The role of morphology in phoneme prediction: Evidence from MEG
Introduction
Recent work has illuminated the role of morphology in visual word recognition. Evidence from both behavioral and brain-based studies strongly indicates that visually presented words are decomposed into morphemes based on their visual forms, and that this visual decomposition feeds lexical access for the lexical information associated with morphemes (Fiorentino and Poeppel, 2007a, Fiorentino and Poeppel, 2007b, Rastle et al., 2004, Solomyak and Marantz, 2010, inter alia). Recognition of visually complex words, then, follows the decomposition, look-up, and recomposition model championed by Taft and others based on behavioral data (Taft, 2004, Taft and Forster, 1975).
The role of morphological structure in auditory word recognition is less studied and less well understood, though it has been known for some time that morphological structure plays a role in auditory word recognition as well (Marslen-Wilson, Tyler, Waksler, & Older, 1994). Recent studies by Baayen, Wurm, and colleagues point to a predictive role for morpheme recognition during auditory word recognition (Balling and Baayen, 2008, Balling and Baayen, 2012, Wurm, 1997, Wurm et al., 2006). In particular, Balling and Baayen, 2008, Balling and Baayen, 2012 contrast two general models of recognition. On one, all of the full words consistent with the auditory input, the full word cohort of the word eventually recognized, are activated during recognition, with their competing representations compared against the incoming acoustic signal (Marslen-Wilson, 1987, Marslen-Wilson and Welsh, 1978). On this class of models, the morphological decomposition of members of the cohort would not be relevant to cohort competition and would not interact with prediction of upcoming phonemes from the cohort consistent with the already processed phonemes. A second model would leave a role for recognition of component morphemes of the word being processed (Balling and Baayen, 2008, Balling and Baayen, 2012). Recognition of a morpheme, for example a morphological prefix or a stem, would yield predictions for upcoming morphemes, and upcoming phonemes as part of these morphemes. We test the hypothesis that this additional prediction associated with morphological structure might enhance the prediction of upcoming phonemes based on the cohort of full words consistent with the input.
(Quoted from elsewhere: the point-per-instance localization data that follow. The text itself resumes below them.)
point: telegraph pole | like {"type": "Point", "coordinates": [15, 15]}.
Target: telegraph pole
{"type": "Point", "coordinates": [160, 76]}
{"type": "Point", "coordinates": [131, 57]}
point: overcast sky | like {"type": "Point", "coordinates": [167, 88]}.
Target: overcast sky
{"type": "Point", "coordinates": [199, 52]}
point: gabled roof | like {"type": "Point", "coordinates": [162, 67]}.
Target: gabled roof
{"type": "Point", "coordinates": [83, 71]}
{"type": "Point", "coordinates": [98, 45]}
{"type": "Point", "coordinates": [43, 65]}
In addition to questions associated with the role of morphology in auditory word recognition, the actual mechanisms, both cognitive and neural, whereby a cohort of possible words influences prediction and processing of the incoming speech stream has also been addressed in the recent literature. On the one hand, one might endorse a competition model in which all members of a cohort are activated to an extent proportional to their frequency of occurrence, with lateral competition between activated cohort members (Marslen-Wilson, 1987, Marslen-Wilson and Welsh, 1978). On this view, the more members of a cohort and the more evenly distributed their frequency, the more cognitive and neural activity associated with activation and active inhibition. In a recent paper, Gagnepain, Henson, and Davis (2012) suggest that cohort competition might not be a main driver of brain activity associated with auditory word recognition. Rather, they suggest, the unexpectedness of the incoming input given the probability distribution over possible continuations from what has already been processed is the factor that drives neural activity and affects response times. They suggest that activity from areas around auditory cortex reflect the mismatch between predicted and incoming phonemic material—a prediction error signal. Their results are also consistent with the activity reflecting surprisal, which quantifies the change in the probability distribution over the members of the active cohort based on the incoming stimulus (Hale, 2001).
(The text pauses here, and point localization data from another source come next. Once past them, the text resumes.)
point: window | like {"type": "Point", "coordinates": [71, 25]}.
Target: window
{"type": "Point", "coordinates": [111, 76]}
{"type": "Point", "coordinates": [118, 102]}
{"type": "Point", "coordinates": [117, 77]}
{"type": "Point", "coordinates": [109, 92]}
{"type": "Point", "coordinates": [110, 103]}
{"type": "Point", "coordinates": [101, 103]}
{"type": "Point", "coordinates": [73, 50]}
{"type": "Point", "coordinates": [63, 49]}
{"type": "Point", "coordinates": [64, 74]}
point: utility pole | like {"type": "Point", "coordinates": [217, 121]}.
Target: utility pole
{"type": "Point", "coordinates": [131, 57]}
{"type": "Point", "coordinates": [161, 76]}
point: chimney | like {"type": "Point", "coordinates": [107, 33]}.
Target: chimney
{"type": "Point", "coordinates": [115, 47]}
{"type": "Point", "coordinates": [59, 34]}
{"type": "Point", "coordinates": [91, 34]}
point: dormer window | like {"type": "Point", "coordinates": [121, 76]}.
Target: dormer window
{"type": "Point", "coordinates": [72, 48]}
For the role of morphology in auditory word recognition, Balling and Baayen (2012) propose that online morphological decomposition leads to prediction, for stems from morphological prefixes and for suffixes from stems, that is observable in reaction times in lexical decision. All other things being equal, being morphologically complex aids in auditory word recognition over suitably matched monomorphemic words (Balling and Baayen, 2008, Ji et al., 2011). From Gagnepain et al. (2012), we derive the hypothesis that cohorts of words consistent with auditory input show their face neurally not through competition, where higher entropy among members of a cohort would lead to more activity, but through surprisal, where changes in the probability distribution over cohort members, with new input, might drive activity—or through prediction error, where observed lower probability continuations conflict with their higher probability cohort members. From neural and behavioral work, we might be led to an opposite conclusion about cohort competition at the beginning of the recognition of auditorily presented words: the higher the entropy over the cohort, the less activation we will observe (Baayen et al., 2007, Linzen et al., 2013, Wurm et al., 2006). On this view, which we will refer to as the Low-Entropy Dependent Prediction model (LEDP), higher entropy prevents commitment to prediction for upcoming input, leading to less predictive work and less neural activity, while low entropy allows more commitment to continuations, thus more work and more activity.
The present study is a preliminary look at whether contemporary magnetoencephalography (MEG) measurement and analysis techniques are suitable for investigating the role of morphology and of cohort entropy online, as participants listen to spoken language. In particular, we ask whether morphological complexity enhances the prediction of upcoming phonemic material such that we see more neural activity associated with surprisal during auditory word processing for morphologically complex as opposed to monomorphemic words.
To approach these questions we manipulated morphological complexity and surprisal in a 2-by-2 factorial design. The morphological complexity manipulation consisted of two morpheme conditions: monomorphemic and bimorphemic words. The surprisal manipulation consisted of two continuation surprisal conditions: high- and low-surprisal continuations of a shared string prefix. For bimorphemic pairs (e.g., bruises/bruiser), this string prefix consisted of a morphological stem (bruis-), and the continuations consisted of differing suffixes (-es/-er). For monomorphemic pairs (e.g., bourbon/burble), this shared string prefix consisted of phonological material that did not constitute a morpheme ([bɹb]), and the continuations were the final phonemes of the words, which similarly were not morphemes (e.g., -ən/-əl).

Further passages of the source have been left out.